5 Ways to Manage Tension in the Voice

Probably one of the biggest challenges many singers face is tension and that’s because half the time we aren’t even aware of it until it becomes problematic. How tension affects the voice varies from singer to singer.  Too much tension for some singers can lead to pitch issues, vocal fatigue and in some extreme cases the singer can end up with a diagnosis of MTD (muscle tension dysphonia).

There are two kinds of tension in the voice.  Intrinsic tension, when the vocal folds themselves have too much compression and not enough airflow. Usually due to poor speaking or singing habits.

And extrinsic tension - the area around larynx is contributing to tension - affecting how you speak or sing. (Swallowing muscles, mandible, constrictors, digastrics, neck, shoulders, all the way down to your toes!)

If you know that tension is getting in the way of your voice feeling free and balanced, it’s time to make some changes.  

The reality is, you may not ever get to a point where you’re 100 percent free of tension, but if you can strive for 30 percent less tension, you’re going to notice a huge difference in your approach to singing. 

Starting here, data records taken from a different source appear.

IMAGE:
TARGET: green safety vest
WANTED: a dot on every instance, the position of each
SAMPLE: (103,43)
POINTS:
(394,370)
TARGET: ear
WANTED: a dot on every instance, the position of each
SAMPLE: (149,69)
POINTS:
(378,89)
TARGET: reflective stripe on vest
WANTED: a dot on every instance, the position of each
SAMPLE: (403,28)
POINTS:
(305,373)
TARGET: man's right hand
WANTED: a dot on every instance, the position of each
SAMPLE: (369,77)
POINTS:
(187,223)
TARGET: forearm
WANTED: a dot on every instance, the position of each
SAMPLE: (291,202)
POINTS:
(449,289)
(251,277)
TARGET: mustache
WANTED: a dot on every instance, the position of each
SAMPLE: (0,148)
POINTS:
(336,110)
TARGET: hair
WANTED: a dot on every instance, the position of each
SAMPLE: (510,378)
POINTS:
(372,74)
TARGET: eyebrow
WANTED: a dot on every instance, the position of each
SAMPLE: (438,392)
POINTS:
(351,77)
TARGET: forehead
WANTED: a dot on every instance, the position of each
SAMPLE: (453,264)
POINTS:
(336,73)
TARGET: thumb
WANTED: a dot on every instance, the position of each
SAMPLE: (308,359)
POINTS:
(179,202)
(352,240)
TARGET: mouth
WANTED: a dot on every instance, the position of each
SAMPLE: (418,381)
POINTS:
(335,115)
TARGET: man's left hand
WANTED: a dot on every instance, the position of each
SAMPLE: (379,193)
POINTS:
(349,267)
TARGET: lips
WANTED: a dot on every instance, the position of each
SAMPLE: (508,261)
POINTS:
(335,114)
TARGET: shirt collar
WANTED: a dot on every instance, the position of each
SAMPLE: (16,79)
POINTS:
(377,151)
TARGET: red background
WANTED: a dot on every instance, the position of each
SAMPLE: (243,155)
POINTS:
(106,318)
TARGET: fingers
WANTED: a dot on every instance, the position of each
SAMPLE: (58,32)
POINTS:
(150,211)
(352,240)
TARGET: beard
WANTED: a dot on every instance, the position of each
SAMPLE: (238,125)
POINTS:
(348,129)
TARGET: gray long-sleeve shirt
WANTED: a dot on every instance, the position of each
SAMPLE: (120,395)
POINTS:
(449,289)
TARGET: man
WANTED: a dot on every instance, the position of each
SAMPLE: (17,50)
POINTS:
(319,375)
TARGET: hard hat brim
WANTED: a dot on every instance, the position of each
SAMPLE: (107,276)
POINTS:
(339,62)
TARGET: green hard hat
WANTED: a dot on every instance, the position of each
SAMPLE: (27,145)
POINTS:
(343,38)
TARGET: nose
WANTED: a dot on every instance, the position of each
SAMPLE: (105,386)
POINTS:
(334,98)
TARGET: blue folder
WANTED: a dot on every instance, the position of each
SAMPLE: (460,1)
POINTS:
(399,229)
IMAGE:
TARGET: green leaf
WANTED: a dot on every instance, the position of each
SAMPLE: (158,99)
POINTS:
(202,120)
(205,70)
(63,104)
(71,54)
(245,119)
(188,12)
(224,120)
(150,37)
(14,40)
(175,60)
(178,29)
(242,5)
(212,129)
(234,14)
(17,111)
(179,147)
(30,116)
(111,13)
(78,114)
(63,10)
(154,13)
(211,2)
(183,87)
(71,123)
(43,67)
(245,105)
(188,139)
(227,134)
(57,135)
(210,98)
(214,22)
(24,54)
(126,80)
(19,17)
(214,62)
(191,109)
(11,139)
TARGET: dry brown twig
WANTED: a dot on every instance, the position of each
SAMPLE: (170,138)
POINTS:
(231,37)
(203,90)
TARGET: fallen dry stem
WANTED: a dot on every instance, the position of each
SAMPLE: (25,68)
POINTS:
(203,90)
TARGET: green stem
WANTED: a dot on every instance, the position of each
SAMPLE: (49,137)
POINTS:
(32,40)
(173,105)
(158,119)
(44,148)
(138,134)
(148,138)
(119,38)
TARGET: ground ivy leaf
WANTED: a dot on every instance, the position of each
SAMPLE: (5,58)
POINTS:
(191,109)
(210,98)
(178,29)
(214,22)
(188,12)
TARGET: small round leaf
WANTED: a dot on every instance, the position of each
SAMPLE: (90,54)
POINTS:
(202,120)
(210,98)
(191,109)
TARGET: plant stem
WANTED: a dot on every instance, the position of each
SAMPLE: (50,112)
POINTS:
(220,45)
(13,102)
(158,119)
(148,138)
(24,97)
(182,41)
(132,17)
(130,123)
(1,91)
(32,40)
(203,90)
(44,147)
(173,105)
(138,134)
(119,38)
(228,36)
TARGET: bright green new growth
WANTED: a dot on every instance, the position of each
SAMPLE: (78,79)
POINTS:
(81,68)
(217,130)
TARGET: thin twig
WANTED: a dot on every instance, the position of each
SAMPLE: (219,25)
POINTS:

To manage intrinsic tension, SOVT exercises are very effective because they literally feed energy back into the voice and unpress the tension in the folds themselves. Straw phonation in water is one of the most widely used SOVT exercises for tense singing or speaking. The water adds a bit more back pressure through the straw giving your vocal folds a massage.

To manage extrinsic tension start by becoming aware of your holding patterns -  how you sit and how you carry yourself throughout the day (and night before sleep).  Become aware of tense neck and shoulders. How is your posture?  What is your alignment like when you’re singing and playing guitar?

Never underestimate the power of movement.  When you free up your body with movement, you free up tension.  Try gentle yoga practices or some basic upper body stretches.  If you’re into fitness and strength training, try incorporating SOVT exercises in your exercise routine so that you can take care of your larynx when you exercise.

And then there’s reflux.  But there’s also REFLEX.  When acid reflux drips down your esophagus, the muscles ‘reflex’ contributing to more laryngeal tension.  If you think you have reflux see your physician or laryngologist.  Reflux is treatable.  You may need to make some nutrition adjustments to help heal your reflux (see a certified nutritionist for this). 

And last but not least, it’s all in your head.  Well, kind of….how we manage our stress, our self talk, our beliefs, our thoughts, our hardships…If we’re dealing with difficulties and stress, you can bet your voice is going to feel it. Seek out support, give yourself a voice and find a healthy safe place to vent your emotions. 

Remember, when you heal your body you heal your voice!